If you saw them on the street, you wouldn't say to yourself, "Oh, there's a serious Catholic." If you saw them in church on Sunday morning, you wouldn't think them much different from other folks in the pews.

But what soon was evident was that my fellow hikers were knowledgeable, dedicated, and devout Catholics. Their devotion showed during Mass. Yes, we had Mass on the trail, since one of the hikers was a priest. We knelt, bare-kneed, on stony ground and sang hymns the words of which we sometimes forgot. In the evening or on the trail we prayed the rosary, either in a group or singly.

I was much edified by my eighteen companions. I don't know if any of them got any spiritual benefit from being with me, but I profited from being with them.

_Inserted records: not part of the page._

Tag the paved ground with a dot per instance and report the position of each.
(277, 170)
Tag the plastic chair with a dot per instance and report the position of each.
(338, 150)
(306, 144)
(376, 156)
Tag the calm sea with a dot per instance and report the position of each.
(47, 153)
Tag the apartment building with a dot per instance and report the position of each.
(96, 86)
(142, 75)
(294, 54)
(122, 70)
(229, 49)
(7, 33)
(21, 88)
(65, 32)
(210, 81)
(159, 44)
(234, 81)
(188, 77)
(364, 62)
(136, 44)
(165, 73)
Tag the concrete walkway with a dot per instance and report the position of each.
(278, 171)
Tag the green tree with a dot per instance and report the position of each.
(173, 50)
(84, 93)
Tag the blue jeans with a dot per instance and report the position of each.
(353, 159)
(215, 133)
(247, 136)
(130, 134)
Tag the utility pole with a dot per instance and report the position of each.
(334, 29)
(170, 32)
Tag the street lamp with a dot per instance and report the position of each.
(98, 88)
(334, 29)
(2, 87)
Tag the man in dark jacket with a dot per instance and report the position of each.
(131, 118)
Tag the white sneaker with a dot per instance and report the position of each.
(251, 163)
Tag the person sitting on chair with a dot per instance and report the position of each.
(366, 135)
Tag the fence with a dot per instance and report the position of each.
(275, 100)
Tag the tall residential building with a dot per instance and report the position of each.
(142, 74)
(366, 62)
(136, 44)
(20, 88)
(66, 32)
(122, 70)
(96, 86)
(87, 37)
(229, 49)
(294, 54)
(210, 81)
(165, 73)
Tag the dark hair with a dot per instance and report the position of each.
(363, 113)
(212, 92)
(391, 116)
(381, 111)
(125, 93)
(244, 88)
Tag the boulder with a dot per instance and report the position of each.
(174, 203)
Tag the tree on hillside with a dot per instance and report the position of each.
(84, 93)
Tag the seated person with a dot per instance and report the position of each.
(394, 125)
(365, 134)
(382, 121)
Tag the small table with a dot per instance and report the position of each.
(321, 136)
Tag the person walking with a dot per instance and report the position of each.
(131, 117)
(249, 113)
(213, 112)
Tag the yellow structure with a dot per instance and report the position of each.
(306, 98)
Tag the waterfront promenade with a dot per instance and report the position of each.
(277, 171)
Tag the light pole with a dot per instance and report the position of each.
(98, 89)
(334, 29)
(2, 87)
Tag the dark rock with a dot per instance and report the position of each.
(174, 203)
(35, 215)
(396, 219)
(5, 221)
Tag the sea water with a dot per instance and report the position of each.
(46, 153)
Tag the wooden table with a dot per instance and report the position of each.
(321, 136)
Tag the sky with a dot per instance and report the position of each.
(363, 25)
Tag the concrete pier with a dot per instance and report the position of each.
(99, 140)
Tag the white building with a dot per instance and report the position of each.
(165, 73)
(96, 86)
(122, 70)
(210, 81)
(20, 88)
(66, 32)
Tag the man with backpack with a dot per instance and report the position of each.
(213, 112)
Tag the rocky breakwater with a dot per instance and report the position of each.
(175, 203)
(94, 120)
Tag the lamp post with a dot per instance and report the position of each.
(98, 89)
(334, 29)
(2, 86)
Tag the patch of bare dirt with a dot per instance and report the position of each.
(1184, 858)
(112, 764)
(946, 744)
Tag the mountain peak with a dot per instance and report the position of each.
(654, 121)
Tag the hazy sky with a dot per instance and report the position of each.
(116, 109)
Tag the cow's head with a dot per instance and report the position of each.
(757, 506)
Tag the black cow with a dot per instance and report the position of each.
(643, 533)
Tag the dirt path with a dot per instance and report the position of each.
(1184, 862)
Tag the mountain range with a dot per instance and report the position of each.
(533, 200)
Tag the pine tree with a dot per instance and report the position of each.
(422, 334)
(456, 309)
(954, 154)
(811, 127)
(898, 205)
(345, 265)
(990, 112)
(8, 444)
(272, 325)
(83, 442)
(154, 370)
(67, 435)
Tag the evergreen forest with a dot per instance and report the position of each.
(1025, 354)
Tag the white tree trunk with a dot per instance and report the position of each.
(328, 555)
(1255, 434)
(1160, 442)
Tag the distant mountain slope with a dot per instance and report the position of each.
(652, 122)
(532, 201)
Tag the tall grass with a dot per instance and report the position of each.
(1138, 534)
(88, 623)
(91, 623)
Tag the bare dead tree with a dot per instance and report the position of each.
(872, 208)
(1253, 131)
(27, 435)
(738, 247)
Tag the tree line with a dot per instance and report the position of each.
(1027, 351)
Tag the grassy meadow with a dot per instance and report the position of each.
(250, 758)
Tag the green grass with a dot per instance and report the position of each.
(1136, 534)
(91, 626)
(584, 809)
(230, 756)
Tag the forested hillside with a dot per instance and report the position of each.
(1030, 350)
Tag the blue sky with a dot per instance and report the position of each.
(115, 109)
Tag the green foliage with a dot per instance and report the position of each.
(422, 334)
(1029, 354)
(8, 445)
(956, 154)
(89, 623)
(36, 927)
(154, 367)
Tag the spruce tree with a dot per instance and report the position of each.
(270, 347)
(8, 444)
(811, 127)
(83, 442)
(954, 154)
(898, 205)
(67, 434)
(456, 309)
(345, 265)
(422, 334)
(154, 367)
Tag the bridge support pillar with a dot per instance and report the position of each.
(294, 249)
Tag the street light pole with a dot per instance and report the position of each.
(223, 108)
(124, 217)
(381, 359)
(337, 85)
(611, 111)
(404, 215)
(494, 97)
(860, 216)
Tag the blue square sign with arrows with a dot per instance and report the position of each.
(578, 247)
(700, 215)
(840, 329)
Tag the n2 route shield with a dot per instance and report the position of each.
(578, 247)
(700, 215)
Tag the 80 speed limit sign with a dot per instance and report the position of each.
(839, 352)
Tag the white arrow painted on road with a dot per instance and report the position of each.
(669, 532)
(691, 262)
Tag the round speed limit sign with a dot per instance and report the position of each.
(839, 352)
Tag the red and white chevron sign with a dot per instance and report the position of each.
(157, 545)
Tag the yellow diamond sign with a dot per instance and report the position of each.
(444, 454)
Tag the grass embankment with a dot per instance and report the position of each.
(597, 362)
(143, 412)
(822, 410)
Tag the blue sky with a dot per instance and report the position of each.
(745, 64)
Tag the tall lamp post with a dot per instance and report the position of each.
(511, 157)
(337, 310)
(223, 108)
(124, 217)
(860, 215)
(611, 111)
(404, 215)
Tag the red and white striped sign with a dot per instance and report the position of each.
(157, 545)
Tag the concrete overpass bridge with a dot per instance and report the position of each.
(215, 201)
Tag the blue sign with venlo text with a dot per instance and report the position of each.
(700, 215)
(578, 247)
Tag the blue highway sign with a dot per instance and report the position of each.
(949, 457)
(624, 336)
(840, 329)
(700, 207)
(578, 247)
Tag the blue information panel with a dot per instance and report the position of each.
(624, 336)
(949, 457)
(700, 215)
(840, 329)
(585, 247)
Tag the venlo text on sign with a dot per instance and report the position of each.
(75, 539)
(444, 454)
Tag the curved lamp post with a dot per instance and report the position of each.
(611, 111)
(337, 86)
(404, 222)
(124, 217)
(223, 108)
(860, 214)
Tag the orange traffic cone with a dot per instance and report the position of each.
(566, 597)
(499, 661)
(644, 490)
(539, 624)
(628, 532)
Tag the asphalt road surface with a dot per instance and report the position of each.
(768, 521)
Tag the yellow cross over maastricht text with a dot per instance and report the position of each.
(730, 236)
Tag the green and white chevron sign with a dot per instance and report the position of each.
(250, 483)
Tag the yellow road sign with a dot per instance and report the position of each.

The first night, when we were at the trailhead, I said that this outing was my vacation and that, while I would be happy to talk about the faith, there would be no formal lectures. I considered myself to be "off the clock." Everyone understood, and no one said, "Let me take just an hour of your time to discuss this theological conundrum."

Everyone had signed up knowing this was not the trail equivalent of a Catholic Answers cruise or a parish seminar. Still, the participants did talk religion a lot, sometimes with me, usually among themselves. Our common faith made for an easy camaraderie on the trail.

In all likelihood some of these folks I never will see again, but I will not forget any of them.

When you're miles away from the nearest road and far out of range for cell phones, when you trudge up and down ridges together, when you swat gnats in unison, when you sit around a campfire in a darkened wood--when you do these things for the better part of a week with a dozen and a half strangers, you find them no longer strangers but friends.

We were more than just fellow hikers. We were a subset of the Communion of Saints, together for a few days to marvel at God's handiwork and to enjoy one another's company. It was a very Catholic time.